Camino de Santiago

銀河の道 Mitsue Kojima

第7章 巡礼手帳(Credencial/クレデンシアル)

巡礼手帳とはスタンプ帳のようなものである。クレデンシアルという。
スペインでは各アルベルゲ(巡礼宿)、いくつかの教会、観光案内所、そして個人経営の宿から押印してもらった。バルやレストランで押印してくれる場合もある。
これを持っていないと巡礼できないというものではないが、持っていないとスペインでは無料または安価なアルベルゲ(巡礼宿)には泊れない。持っていると巡礼者むけのお得なメヌー(メニュー)がバルやレストランでいただけるので、クレデンシアルは取得したほうが良い。またスタンプ帳としてとても良い記念になる。巡礼道で出会ったフランス人は「僕は時々野宿をしているので、何かトラブルに巻き込まれた場合、警察に対して証明になるから持っている」と言っていた。
最後にサンティアゴ・デ・コンポステーラに到着したら、このクレデンシアルが巡礼をしてきたことの証明になる。巡礼事務所に行き巡礼証明書を発行してもらうことができる。
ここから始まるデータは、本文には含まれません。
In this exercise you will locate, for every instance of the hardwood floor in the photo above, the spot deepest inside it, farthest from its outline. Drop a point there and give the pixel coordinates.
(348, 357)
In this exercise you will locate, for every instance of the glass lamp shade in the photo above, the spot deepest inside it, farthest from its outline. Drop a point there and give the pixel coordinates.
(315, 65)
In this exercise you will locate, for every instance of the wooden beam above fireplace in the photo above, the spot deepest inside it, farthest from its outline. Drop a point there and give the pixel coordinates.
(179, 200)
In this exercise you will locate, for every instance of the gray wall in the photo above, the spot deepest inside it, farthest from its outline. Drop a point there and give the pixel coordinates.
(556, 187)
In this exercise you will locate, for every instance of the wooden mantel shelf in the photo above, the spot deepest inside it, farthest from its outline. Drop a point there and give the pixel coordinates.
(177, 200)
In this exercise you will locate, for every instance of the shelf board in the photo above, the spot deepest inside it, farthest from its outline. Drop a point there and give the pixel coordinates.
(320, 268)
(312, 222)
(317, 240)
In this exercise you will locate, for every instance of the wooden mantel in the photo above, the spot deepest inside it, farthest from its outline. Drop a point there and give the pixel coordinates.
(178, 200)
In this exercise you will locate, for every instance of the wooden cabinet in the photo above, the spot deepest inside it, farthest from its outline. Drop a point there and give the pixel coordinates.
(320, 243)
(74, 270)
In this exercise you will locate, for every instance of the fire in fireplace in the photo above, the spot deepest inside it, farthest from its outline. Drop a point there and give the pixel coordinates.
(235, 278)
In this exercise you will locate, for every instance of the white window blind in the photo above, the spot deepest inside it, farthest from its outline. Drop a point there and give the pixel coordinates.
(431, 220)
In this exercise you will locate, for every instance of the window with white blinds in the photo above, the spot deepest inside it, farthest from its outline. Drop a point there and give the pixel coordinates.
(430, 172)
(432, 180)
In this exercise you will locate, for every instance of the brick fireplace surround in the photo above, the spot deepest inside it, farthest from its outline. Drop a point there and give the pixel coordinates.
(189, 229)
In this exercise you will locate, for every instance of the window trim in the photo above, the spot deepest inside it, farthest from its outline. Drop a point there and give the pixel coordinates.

夏の巡礼の一部(フランス版クレデンシアル) サン・ジャン・ピエ・ド・ポーからアストルガまで

夏の巡礼の一部(フランス版クレデンシアル) サン・ジャン・ピエ・ド・ポーからアストルガまで

夏の巡礼の一部(フランス版クレデンシアル)
サン・ジャン・ピエ・ド・ポーからアストルガまで


秋の巡礼(スペイン版クレデンシアル) サン・ジャン・ピエ・ド・ポーからフィステーラまで

秋の巡礼(スペイン版クレデンシアル) サン・ジャン・ピエ・ド・ポーからフィステーラまで

秋の巡礼(スペイン版クレデンシアル)
サン・ジャン・ピエ・ド・ポーからフィステーラまで


フィステーラ 巡礼終了証明書フィステーラの
巡礼終了証明書

さてそのクレデンシアルだが、私はフランスのスタート地点・サン・ジャン・ピエ・ド・ポーにある巡礼事務所に行き、1ユーロで取得した。
冬は巡礼事務所も閉まっているので、巡礼宿で証明を記したスタンプをいただき、次の地点であるロンセスバージェスで取得した。そのほか巡礼道沿いの大きな都市(レオン、ブルゴスなど)でも取得できる。
ロンセスバージェスでの取得にあたっては簡単なアンケートがある。
名前・年齢・パスポートNO・なぜ巡礼するのかその目的・手段(徒歩か自転車か/馬も許可されている)・宗教などが問われる。
その宗教の種類だが、クリスチャン・プロテスタント・スピリチュアル・その他の4つに分かれている。スピリチュアルが宗教に入るのかどうか少し不思議な気がした。
このアンケートは全てスペイン語で記されている。私には理解できないので、一緒にいた友人に英語に訳してもらった。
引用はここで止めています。